Have you ever wondered what happens after the sun goes down on the Philadelphia Zoo? Are the peacocks allowed to roam the grounds at night like they do in the day? Are those animals that are always asleep in the afternoon full of energy come sunset? A selected group of ECP participants recently had the opportunity of a lifetime to learn about what goes down at 3400 W. Girard Ave. every evening when the pony rides are over and the gates close.

ECP has partnered with the Philadelphia Zoo for a number of years, annually hosting ECP Family Day at The Zoo in both the spring and fall for participating Power to Parent students. Lead by Marie Eve P. Harris, Toyota Together Green fellow and author of “Nice Weather We’re Having”, a select group of students were chosen to experience a unique opportunity to sleepover at the Philadelphia Zoo for a night of family fun and learning.

Pre Eval

The theme of the evening was “Climate Change” and the night began with storytelling featuring “Nice Weather We’re Having” a book that focuses on climate change and the part that families can play in helping reduce the threat of greenhouse emissions by reducing energy use.

One of the highlights of the evening’s activities was a “pajama prowl” that gave families a chance to get up close and personal with the animals. “My favorite part of zoo event was the night walk and behind the scenes look at the zoo exhibits,” said Kia Plunkett who attended with daughter Anaya, “The animals are very much up and about ready to put on a show.”

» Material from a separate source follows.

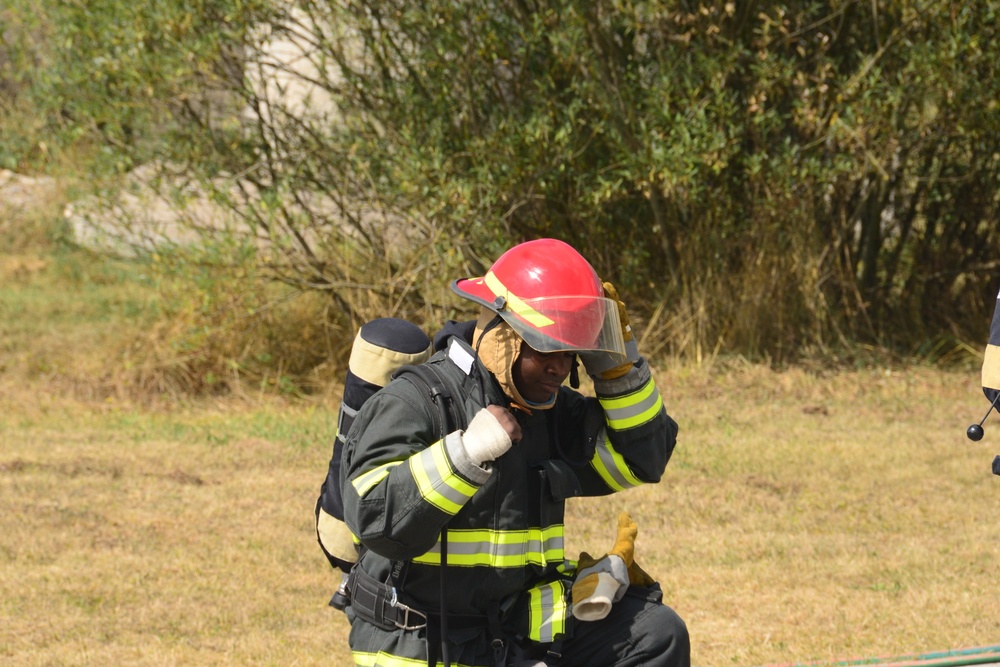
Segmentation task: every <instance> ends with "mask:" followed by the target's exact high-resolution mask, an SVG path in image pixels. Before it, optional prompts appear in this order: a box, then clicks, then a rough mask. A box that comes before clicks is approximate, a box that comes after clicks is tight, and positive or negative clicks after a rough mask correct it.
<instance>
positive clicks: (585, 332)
mask: <svg viewBox="0 0 1000 667" xmlns="http://www.w3.org/2000/svg"><path fill="white" fill-rule="evenodd" d="M451 288H452V290H454V291H455V292H456V293H457V294H458V295H459V296H462V297H464V298H466V299H470V300H471V301H475V302H476V303H478V304H480V305H483V306H486V307H487V308H489V309H490V310H492V311H494V312H495V313H497V314H498V315H500V317H502V318H503V319H504V321H506V322H507V324H509V325H510V326H511V327H512V328H513V329H514V330H515V331H516V332H517V333H518V335H520V336H521V338H523V339H524V341H525V342H526V343H527V344H528V345H530V346H531V347H532V348H534V349H536V350H538V351H539V352H557V351H579V352H590V351H598V350H600V351H605V352H616V353H618V354H625V344H624V342H623V340H622V328H621V323H620V320H619V319H618V304H617V302H615V301H614V300H612V299H608V298H606V297H605V296H604V287H603V286H602V284H601V279H600V278H599V277H598V276H597V272H596V271H594V267H592V266H591V265H590V263H589V262H588V261H587V260H586V259H584V258H583V256H582V255H581V254H580V253H578V252H577V251H576V250H575V249H573V247H572V246H570V245H568V244H566V243H563V242H562V241H558V240H556V239H538V240H535V241H528V242H526V243H522V244H520V245H516V246H514V247H513V248H511V249H510V250H508V251H507V252H505V253H504V254H503V255H501V256H500V258H499V259H498V260H497V261H496V262H494V263H493V266H491V267H490V270H489V271H488V272H487V273H486V275H485V276H483V277H482V278H465V279H459V280H455V281H454V282H452V284H451Z"/></svg>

After a night of learning about recyclable materials and reducing carbon footprints, the families got to camp out for the night at Kids Zoo University in sleeping bags. Families had an early wake-up call for breakfast at 6:45 before getting the opportunity to feed the chickens and then being able to spend the rest of the day exploring the zoo with the day’s patrons.

It’s not everyday most kids can say they slept over with the spider monkeys, and the families who attended learned a lot from this unique look at the nation’s oldest zoo. Plunkett says  she is happy her daughter got to take part in the experience, “I believe it was beneficial to my child because she got to learn some new things about animals and climate change and see the animals from a different perspective.”